Healthy gains were recorded across the board, particularly in the goods-producing sector, in which 100,000 new jobs were created in February following the 72,000 jobs added in January. The construction sector performed notably well, with payrolls up 61,000 in February (January: +40,000). In addition, the manufacturing sector added a solid 31,000 new employees (January: +25,000). Service industries kept up the strong pace from the previous month, with retail trade adding 50,300 workers in February (January: +14,800), offsetting weaker hiring dynamics in education and health services.
The unemployment rate held steady at a 17-year low of 4.1% for the fifth consecutive month in February, coming in above the 4.0% that analysts had expected. February’s steady figure reflected strong payroll gains being counterbalanced by a hefty increase in the labor force, with the labor force participation rate climbing to 63.0%, the highest since September 2017, from 62.7% in January. Meanwhile, average hourly earnings inched up 0.1% from the previous month, down from the 0.3% gain recorded in January and below market expectations of a 0.2% increase. On an annual basis, wage growth came in at 2.6%, down from January’s revised 2.8% increase (previously reported: +2.9% year-on-year).

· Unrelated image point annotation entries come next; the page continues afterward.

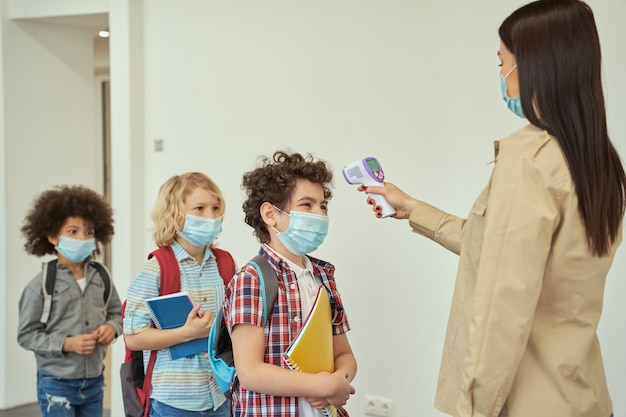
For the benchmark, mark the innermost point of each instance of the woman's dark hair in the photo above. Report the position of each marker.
(53, 207)
(274, 180)
(557, 51)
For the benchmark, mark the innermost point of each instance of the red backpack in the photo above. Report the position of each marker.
(135, 383)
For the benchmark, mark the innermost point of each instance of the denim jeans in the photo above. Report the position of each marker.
(60, 397)
(158, 409)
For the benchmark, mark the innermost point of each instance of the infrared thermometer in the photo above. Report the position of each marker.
(367, 171)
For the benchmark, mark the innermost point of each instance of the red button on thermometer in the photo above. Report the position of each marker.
(367, 171)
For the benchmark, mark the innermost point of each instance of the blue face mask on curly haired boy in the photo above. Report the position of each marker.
(75, 250)
(305, 233)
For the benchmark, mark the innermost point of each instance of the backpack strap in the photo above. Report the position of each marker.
(106, 278)
(48, 279)
(169, 283)
(225, 264)
(170, 272)
(269, 287)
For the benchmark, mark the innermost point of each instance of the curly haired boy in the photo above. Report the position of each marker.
(287, 206)
(70, 222)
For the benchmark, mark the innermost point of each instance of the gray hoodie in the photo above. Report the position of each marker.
(73, 312)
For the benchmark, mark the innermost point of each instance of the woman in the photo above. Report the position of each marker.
(539, 240)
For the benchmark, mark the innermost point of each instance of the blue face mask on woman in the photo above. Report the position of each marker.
(75, 250)
(514, 104)
(200, 231)
(305, 233)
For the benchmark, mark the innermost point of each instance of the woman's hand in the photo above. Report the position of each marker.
(401, 201)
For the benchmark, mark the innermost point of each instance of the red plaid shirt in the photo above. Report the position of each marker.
(244, 305)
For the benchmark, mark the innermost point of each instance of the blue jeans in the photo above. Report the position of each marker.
(158, 409)
(60, 397)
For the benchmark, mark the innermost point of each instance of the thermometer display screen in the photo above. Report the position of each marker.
(373, 165)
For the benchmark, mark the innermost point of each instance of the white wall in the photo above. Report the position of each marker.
(414, 83)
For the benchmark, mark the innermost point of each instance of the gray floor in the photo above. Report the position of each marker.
(30, 410)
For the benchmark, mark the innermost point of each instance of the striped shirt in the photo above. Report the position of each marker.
(243, 304)
(186, 383)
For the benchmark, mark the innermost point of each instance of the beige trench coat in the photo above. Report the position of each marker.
(521, 338)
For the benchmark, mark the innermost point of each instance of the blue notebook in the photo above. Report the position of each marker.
(170, 312)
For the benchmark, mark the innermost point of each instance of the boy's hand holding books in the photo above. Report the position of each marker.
(198, 323)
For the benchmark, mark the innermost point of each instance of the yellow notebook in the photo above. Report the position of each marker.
(312, 349)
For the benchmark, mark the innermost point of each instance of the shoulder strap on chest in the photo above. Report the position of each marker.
(170, 272)
(48, 278)
(106, 278)
(225, 264)
(269, 279)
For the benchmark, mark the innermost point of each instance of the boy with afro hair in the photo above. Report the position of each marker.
(70, 222)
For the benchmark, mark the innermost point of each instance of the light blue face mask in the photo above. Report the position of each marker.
(305, 233)
(75, 250)
(200, 231)
(513, 104)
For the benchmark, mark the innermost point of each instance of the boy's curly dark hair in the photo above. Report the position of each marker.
(274, 180)
(53, 207)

February’s employment report showed that, while the pace of hiring remained strong, wage pressures lost some steam in the month, following stronger-than-expected compensation growth in January. Nonetheless, given the exceedingly tight labor market and increased demand for workers among firms, it is widely expected that Federal Reserve officials will hike interest rates at their upcoming FOMC meeting on March 20–21, while solidifying market expectations that they will remain on track for three rate increases this year. If the momentum observed in the labor market continues, the Fed could deliver a fourth interest rate hike this year in a bid to cool demand.